Closed tothuhien closed 2 years ago
Not only those 2 tools, I have tested on a couple of other tools and all ended with the same errors.
It looks like all the failed jobs ran on the ecc1 node. I drained that node and started another job which then worked on a different node
Interestingly, the slurm-node, nrec2 and ecc3 run singularity version 3.8.7-1.el7, but ecc1 and ecc2 only have version 1.1.0-1.el7
I don't know anything about this, but just google the error and found this one. One of the comment is: Unfortunately, as is usually the case any time it is involved, NFS is a likely cause for your problem. Singularity relies on SUID for its core functionality, but for (quite good) security reasons SUID is disabled on NFS by default. It is unlikely the cluster admins will enable that option, so your best bet is to ask them install it locally on whichever computer/interactive nodes you need it on.
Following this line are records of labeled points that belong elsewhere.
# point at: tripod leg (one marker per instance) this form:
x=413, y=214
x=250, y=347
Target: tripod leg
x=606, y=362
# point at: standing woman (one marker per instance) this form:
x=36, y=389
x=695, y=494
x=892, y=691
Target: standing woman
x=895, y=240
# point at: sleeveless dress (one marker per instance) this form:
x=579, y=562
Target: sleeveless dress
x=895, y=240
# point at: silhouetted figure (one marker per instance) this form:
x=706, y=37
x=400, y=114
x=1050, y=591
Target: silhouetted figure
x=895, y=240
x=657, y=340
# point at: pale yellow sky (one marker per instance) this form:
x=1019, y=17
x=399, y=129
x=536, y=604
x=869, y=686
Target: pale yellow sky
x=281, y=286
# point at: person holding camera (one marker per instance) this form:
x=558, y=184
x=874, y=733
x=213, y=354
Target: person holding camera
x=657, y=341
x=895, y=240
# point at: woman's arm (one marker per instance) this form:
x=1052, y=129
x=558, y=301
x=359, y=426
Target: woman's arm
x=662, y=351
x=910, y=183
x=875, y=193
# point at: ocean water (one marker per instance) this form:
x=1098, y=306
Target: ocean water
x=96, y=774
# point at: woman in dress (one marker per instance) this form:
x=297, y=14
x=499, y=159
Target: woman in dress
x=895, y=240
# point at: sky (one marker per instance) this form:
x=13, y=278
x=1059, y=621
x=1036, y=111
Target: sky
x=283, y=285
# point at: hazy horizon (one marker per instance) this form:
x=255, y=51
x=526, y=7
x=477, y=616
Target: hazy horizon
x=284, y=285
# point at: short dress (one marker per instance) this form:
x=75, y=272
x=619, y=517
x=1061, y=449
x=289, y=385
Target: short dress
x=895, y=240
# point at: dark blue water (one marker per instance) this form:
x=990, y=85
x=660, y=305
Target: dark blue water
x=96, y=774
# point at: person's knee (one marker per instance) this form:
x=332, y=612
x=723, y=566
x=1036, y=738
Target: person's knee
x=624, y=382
As this error happened right after some updates of NFS on the system, I'm wondering if it's related.
Contrary to my previous belief, the ecc1 and ecc2 nodes were actually running a newer version of Singularity than the other nodes, since the version numbering was restarted when Singularity was renamed to Apptainer.
I tried to manually run a Singularity container on the ecc1 node and got the following error message:
INFO : A system administrator may need to enable user namespaces, install
INFO : apptainer-suid, or compile with ./mconfig --with-suid
ERROR : Failed to create user namespace: user namespace disabled
Following the advice in this message, I installed "apptainer-suid" with sudo yum install apptainer-suid
, and thereafter I was able to successfully execute container commands. I did the same installation on ecc2 and resumed both nodes in Slurm.
Tools minimap and LASTZ ended with error message:
[33mWARNING:[0m DEPRECATED USAGE: Environment variable SINGULARITY_TMPDIR will not be supported in the future, use APPTAINER_TMPDIR instead [91mERROR : Failed to create user namespace: user namespace disabled [0m
Those tools used to work before. I can reproduce the error.